Even more, because United already has a strong foothold in the NHS. It's on the NHS England "Commissioner Support Lead Provider Framework". That makes it a recommended "lead provider" to help local NHS "Clinical Commissioning Groups" buy health services. It is deeply entrenched in the NHS internal market.
UnitedHealth already had an advantage in the UK even before it employed Cameron's former aide. Simon Stevens, the head of NHS England, was a UnitedHealth executive from 2006 to 2014.
As Cameron's health advisor from 2013 to 2016, Nick Seddon was seen as one of the leading enthusiasts for NHS privatisation in the government. From 2008 to 2010 he was top spin-doctor for Circle Health, a UK health privatiser.
From 2010 to 2013 Seddon was a director at Reform, an economically liberal think-tank funded by leading outsourcing corporations. While at Reform, Seddon argued the NHS should be replaced by an insurance system. He envisaged "healthcare largely funded by government" but "organised outside of government, by insurance companies and other organisations".
In a major 2010 speech Cameron said the "ex-advisors for hire, helping big business find the right way to get its way" was part of the "next big scandal waiting to happen" of "corporate lobbying". But his government made it easier for Seddon to take this job.
Up until 2014, Seddon's new job would have been vetted for possible conflict of interest by the semi-independent Advisory Committee on Business Appointments (ACOBA). However, thanks to a change introduced by Cameron's government in 2014, Seddon only needed to get approval from his own department, the Cabinet Office, for the move to the private sector. They approved the job but imposed two conditions.
The cabinet office transparency document said, "Nick should not draw on privileged information available to him as a Crown servant, including information relating to unannounced Government Policy," and that "for two years from Nick's last paid day of service, Nick should not become personally involved in lobbying the UK Government on behalf of United Health/Optum".

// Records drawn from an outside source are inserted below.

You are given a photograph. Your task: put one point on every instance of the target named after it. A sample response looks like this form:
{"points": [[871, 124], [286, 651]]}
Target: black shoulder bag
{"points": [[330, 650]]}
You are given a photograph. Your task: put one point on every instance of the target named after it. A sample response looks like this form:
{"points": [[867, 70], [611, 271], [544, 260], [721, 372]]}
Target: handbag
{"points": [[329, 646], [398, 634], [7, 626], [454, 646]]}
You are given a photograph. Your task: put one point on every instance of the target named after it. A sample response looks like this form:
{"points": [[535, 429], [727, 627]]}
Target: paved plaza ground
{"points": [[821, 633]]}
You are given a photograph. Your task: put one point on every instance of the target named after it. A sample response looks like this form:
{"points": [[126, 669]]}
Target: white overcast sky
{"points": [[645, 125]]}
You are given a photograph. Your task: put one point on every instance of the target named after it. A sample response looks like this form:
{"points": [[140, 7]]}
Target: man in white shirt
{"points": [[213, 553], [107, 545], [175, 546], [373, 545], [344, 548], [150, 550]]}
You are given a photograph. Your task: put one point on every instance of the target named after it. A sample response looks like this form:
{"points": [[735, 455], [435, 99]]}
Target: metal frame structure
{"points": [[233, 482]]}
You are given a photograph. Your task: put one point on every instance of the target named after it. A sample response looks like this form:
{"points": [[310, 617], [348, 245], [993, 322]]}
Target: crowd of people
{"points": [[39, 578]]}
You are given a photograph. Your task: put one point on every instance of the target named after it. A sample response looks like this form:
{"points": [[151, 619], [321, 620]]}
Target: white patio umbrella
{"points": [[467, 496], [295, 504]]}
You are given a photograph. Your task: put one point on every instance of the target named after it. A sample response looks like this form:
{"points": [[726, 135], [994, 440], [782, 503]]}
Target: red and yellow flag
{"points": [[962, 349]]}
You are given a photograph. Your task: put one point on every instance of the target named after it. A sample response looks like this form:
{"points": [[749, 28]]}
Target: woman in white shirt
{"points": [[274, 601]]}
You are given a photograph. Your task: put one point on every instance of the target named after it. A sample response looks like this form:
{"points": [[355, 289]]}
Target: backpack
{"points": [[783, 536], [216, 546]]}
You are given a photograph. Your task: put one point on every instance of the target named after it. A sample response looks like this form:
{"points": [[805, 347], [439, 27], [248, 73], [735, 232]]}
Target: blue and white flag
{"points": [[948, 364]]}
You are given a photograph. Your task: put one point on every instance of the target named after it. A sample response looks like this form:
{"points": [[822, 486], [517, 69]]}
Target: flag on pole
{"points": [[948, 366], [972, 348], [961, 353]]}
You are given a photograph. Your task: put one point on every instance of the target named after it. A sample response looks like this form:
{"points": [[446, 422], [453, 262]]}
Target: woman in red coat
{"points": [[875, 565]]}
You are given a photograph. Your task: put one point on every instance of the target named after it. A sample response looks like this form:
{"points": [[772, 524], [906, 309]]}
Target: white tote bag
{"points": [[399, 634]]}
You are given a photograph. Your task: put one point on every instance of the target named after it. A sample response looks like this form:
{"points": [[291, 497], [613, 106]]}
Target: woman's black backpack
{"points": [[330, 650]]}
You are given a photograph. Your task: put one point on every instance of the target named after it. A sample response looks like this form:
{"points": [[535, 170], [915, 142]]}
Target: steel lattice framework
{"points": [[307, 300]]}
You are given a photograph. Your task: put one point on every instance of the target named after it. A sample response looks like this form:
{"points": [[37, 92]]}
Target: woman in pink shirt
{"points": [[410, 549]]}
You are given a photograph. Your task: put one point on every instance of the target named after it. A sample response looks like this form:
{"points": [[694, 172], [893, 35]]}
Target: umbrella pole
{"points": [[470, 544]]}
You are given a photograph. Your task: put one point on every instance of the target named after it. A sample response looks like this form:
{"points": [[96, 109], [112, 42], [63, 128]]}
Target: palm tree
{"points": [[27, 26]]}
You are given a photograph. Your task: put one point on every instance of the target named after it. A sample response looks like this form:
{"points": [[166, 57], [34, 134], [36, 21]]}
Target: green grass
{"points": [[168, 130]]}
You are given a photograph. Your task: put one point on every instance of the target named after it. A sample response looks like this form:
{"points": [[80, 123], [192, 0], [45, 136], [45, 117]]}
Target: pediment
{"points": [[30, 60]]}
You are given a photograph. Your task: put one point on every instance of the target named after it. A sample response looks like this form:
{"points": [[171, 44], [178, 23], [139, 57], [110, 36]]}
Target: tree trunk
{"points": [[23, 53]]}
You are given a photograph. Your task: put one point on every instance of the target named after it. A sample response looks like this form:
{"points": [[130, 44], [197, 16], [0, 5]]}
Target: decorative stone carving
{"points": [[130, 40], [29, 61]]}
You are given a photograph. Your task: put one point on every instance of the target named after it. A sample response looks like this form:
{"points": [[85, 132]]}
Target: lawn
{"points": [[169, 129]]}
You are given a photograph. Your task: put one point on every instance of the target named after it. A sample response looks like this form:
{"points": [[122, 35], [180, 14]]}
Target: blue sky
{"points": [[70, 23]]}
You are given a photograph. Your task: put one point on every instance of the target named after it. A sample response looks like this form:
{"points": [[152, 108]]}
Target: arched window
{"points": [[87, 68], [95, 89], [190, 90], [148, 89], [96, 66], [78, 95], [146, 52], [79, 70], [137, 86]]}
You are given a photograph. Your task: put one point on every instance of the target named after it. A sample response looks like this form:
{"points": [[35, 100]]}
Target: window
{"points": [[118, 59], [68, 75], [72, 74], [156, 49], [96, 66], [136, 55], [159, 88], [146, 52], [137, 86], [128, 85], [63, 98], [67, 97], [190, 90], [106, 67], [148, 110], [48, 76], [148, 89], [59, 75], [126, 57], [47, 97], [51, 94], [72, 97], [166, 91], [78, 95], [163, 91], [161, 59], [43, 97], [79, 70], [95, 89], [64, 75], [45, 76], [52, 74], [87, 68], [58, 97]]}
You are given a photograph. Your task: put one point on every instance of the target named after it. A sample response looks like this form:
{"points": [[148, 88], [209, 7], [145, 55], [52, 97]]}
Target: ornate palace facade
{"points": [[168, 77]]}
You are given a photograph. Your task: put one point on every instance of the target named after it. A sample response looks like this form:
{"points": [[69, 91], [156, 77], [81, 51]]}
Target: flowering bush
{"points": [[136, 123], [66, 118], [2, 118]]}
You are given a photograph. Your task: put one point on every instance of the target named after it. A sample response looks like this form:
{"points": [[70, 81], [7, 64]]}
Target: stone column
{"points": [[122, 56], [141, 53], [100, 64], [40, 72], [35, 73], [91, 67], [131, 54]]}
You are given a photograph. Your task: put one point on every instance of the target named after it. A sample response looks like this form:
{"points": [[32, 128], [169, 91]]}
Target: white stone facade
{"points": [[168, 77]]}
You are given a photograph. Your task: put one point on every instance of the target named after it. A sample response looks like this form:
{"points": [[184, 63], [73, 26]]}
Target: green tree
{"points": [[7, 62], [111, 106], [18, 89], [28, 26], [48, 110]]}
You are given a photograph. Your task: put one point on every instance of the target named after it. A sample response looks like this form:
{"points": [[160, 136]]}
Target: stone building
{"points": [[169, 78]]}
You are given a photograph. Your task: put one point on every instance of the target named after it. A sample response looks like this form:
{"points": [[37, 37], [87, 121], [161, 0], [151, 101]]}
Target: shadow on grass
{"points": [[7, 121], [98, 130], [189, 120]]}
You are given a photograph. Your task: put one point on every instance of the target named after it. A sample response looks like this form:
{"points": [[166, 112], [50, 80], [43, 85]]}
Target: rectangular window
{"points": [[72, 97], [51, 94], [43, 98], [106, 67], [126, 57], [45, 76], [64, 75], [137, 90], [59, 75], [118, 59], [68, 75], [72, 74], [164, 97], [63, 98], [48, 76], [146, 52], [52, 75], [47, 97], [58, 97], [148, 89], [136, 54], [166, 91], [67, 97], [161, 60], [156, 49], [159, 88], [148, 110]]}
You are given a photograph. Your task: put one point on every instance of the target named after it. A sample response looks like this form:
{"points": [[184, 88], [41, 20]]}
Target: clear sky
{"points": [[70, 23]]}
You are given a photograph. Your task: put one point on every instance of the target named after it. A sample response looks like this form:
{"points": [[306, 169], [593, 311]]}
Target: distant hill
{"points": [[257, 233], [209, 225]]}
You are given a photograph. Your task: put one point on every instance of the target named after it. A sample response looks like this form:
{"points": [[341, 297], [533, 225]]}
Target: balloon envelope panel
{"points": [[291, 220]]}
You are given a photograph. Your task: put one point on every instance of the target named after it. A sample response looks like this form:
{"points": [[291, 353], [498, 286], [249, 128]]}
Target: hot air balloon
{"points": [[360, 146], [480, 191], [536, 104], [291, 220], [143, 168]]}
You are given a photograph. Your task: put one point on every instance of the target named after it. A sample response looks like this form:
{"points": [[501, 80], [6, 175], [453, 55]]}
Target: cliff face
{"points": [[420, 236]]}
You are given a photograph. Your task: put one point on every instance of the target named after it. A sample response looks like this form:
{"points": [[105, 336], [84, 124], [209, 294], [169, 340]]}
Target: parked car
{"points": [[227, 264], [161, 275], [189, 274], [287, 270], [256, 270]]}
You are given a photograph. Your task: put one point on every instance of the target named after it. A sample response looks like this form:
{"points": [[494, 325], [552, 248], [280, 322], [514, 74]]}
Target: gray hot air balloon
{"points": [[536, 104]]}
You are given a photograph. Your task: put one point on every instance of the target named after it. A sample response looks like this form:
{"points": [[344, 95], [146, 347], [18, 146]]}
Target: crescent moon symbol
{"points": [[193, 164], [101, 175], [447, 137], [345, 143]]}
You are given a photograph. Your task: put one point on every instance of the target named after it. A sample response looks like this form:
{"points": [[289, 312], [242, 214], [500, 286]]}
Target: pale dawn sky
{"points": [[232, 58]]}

There is no legislative enforcement mechanism to police these rules. Optum's spokesperson said Seddon was an "executive in residence" at Optum's American HQ in Eden Prairie, Minnesota, USA, and "was not engaged in any matters related to Optum in the UK". Given Seddon's close involvement in UK government health policy over the past eight years it's hard to imagine Optum don't want him to help them with UK work once he's able to.
Optum is currently bidding for NHS contracts. It bid for the £535 million Staffordshire "End of Life" contract looking after terminally ill patients in the Midlands. The NHS opened the competition to find a "service integrator" to manage all services looking after terminal patients in Staffordshire in 2016. NHS England imposed a "pause" on the Staffordshire deal last May because the collapse of a similar huge NHS privatisation in Cambridgeshire made health bosses worry these contracts might be unstable.
The "pause" was lifted, and this January NHS commissioners announced they would re-start the deal.
When VICE contacted Optum it tried to steer us away from the story, saying it is "not actively looking" at the deal.
NHS Commissioners told VICE that Optum had submitted a bid before the "pause" in the contract, and had not withdrawn the bid. As far as NHS bosses are concerned, Optum is bidding for this work. The NHS Commissioners said they intended to evaluate Optum's bid, along with the two other bidders – Virgin Health and Interserve – in the spring, and announce a winner in the summer.
Even when told that the NHS believed they were still a bidder, Optum stuck to its "not actively looking" guns. Since the NHS is not evaluating the bid until later this year, "not actively looking" at the contract doesn't mean it's not a bidder.
As Donald Trump would say, the privatisation of the NHS is going to be fantastic, terrific, beautiful…
This article was updated on 3rd February to include the fact that on Wednesday 1st February the government ruled out the NHS being part of a trade deal with the US.